南シナ海の緊張「尖閣」にも。日本に降りかかる米中対立の火の粉

 

それを阻んでいるのが、中国の南シナ海への進出と領海・領有権問題の存在です。南沙諸島海域で度重なるベトナムとの衝突、フィリピンとの軍事的な緊張、そして度重なる“領空侵犯”によって防空識別圏の設定を強行しようとする中国の姿は、まだASEAN内での中国警戒論の網を破るほどのサポートを形成していません。

そこに目をつけて一気に動き出したのがアメリカのトランプ政権です。2016年7月にICJ(国際司法裁判所)裁定で、南シナ海における中国の領有権は認めないとの内容が出てから、「問題は当事者間で国際法に則って解決すべき」と中立の立場を保ってきたアメリカが、この度一気に方針変化し、一線を超えた対中威嚇に乗り出しました。

7月14日から連日続くポンペオ国務長官の「南シナ海における中国による威嚇および暴挙を黙認することはできず、ベトナム、フィリピン、マレーシアが主張する立場を全面的に支持する」という発言は、米中対立における新たな戦端を南シナ海にも広げるというアメリカ政府の覚悟が見て取れます。

このポンペオ国務長官発言に呼応するように、米軍艦隊も中国海軍と同海域で軍事演習を強行し、アメリカの覚悟のレベルを誇示しはじめています。これまでは南シナ海海域では、アメリカの艦船と中国の艦船が平行に航行して圧力を掛け合っていましたが、今後は、ベトナムやフィリピンの保護のために、有事には一線を超えることも辞さないとの姿勢が窺えます。

このアメリカの積極介入が見据える先は、“同盟国”台湾の守備でしょう。香港が香港国家安全維持法の制定・施行によって中国化がすすめられ、一国一制度の下、香港民、そして自国の企業の行動の自由が奪われるとの認識をアメリカ・欧州各国は共有していますし、【今、香港で起こっていること、起ころうとしていることは、近いうちに台湾に対して中国が仕掛ける内容だろう】との認識から対中圧力を強めています。

しかし、アメリカとしては欧州の対中制裁への参加は期待できない状況であるため、香港自治法の制定によって対中金融制裁を課すカードをチラつかせ、貿易戦争、武力的な緊張、人権カードの使用などと共に、習近平国家主席に最大限の圧力をかけようとしています。
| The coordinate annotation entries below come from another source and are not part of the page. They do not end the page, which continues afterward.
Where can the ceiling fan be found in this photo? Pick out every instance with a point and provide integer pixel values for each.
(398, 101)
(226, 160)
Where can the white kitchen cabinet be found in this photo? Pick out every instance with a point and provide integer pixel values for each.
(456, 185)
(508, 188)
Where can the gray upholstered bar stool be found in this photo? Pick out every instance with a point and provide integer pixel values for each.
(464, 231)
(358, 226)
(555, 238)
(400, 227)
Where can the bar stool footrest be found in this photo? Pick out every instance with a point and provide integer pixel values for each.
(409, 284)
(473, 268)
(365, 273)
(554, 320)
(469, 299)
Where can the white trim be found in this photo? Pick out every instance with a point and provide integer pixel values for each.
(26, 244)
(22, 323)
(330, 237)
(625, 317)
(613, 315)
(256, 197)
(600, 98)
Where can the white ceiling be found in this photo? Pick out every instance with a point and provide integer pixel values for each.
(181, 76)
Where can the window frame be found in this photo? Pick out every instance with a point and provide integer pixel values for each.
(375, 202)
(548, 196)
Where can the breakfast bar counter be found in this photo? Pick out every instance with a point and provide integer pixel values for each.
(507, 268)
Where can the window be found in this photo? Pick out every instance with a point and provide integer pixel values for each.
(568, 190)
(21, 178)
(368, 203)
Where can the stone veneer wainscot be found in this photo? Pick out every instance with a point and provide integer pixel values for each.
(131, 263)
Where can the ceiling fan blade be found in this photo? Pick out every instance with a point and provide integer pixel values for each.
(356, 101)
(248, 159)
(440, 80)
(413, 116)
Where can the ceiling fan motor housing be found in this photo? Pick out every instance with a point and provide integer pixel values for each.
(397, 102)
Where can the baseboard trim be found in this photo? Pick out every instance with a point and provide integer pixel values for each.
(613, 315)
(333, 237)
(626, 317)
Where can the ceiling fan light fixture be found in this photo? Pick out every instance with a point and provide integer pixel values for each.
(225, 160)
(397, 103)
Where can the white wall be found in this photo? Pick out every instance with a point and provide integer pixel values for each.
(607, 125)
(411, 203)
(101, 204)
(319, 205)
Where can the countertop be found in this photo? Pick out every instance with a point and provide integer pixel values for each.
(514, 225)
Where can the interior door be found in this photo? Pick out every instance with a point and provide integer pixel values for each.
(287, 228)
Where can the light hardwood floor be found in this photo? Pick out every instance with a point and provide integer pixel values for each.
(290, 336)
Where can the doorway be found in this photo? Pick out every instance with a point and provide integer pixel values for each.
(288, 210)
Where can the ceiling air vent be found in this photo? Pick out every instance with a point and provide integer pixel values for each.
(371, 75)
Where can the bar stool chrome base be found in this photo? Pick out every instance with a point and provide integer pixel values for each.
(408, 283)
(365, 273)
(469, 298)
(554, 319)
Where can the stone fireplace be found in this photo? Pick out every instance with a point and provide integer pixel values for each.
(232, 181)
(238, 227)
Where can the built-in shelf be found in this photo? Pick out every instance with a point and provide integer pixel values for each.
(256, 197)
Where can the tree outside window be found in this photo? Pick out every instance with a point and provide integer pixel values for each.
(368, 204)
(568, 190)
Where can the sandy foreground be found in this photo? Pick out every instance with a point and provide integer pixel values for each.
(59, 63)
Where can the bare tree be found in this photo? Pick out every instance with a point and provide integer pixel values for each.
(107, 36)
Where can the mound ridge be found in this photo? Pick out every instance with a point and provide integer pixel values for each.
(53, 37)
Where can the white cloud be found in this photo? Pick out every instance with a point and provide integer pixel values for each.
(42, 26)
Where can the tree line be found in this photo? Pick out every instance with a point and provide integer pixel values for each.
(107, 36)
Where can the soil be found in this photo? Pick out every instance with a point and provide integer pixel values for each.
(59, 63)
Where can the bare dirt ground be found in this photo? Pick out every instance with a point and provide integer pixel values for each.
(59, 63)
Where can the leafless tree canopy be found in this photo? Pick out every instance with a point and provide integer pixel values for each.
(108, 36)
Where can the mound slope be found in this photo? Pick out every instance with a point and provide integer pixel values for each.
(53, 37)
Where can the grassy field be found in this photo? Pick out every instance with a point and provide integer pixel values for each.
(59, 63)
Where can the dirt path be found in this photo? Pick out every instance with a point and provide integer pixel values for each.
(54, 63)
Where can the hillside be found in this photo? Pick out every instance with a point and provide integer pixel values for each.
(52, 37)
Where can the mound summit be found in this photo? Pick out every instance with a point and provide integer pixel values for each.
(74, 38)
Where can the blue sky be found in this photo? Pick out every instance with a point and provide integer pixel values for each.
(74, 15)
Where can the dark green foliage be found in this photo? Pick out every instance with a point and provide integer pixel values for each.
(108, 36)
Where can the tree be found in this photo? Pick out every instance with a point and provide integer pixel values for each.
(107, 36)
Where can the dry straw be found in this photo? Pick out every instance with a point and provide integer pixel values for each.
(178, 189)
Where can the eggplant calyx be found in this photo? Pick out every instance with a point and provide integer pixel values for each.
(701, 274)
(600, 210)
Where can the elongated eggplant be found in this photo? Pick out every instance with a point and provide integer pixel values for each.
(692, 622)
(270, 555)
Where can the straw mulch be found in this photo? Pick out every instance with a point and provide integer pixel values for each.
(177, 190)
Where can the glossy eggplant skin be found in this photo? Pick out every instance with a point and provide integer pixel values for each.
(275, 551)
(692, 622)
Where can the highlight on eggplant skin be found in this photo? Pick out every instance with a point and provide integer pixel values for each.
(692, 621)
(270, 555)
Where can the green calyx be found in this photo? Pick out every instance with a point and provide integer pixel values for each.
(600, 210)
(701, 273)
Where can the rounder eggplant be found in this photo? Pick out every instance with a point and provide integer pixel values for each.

南シナ海における中国への威嚇行為の強化もその一環でしょう。

一応、習近平国家主席は「南シナ海における中国の立場は“確信的利益”」と位置付け、表向きは重要視しているように見せていますが、アメリカとしては、習近平国家主席にとって念願のOne China実現のために不可欠な香港・台湾の重要性に比べたら南シナ海の重要性は低いとみて、今回の南シナ海における対中威嚇姿勢を選択したのだと考えます。

このまま偶発的な衝突に至らないことを切に祈りますが、北京の情報筋によると「何らかの交戦が行われた場合は、中国人民解放軍は覚悟を以て応戦する」とのことですし、ペンタゴンによると「(アメリカが勢力圏として実力確立している)太平洋地域において、これ以上中国が縦横無尽に勝手な動きをすることは看過しない」と述べて対決姿勢を鮮明化しています。

同じような状況が日本と中国(そして台湾)が争う尖閣諸島問題でも起こり得ますし、実際に米中ともにその可能性に言及していることから、日本にとっても関係のない話ではないことを、私たちは認識しておく必要があるでしょう。

これまでは香港という金融ハブを設置することで欧米とのチャンネルを開いてきた中国ですが、昨年の民主化デモの鎮圧失敗と民主派の拡大への危惧と、習近平国家主席が掲げるOne China/One Asia戦略の確実な実施のために(特に台湾の併合と中国への統一)、アメリカや欧州各国がコロナ禍で苦しみ、フルスロットルで中国叩きに来られない間に一気に足場固めをしに来ているといえます。

その点で「香港国家安全維持法の制定と施行」は欧米各国との決別・決裂を指すのではないかと考えます。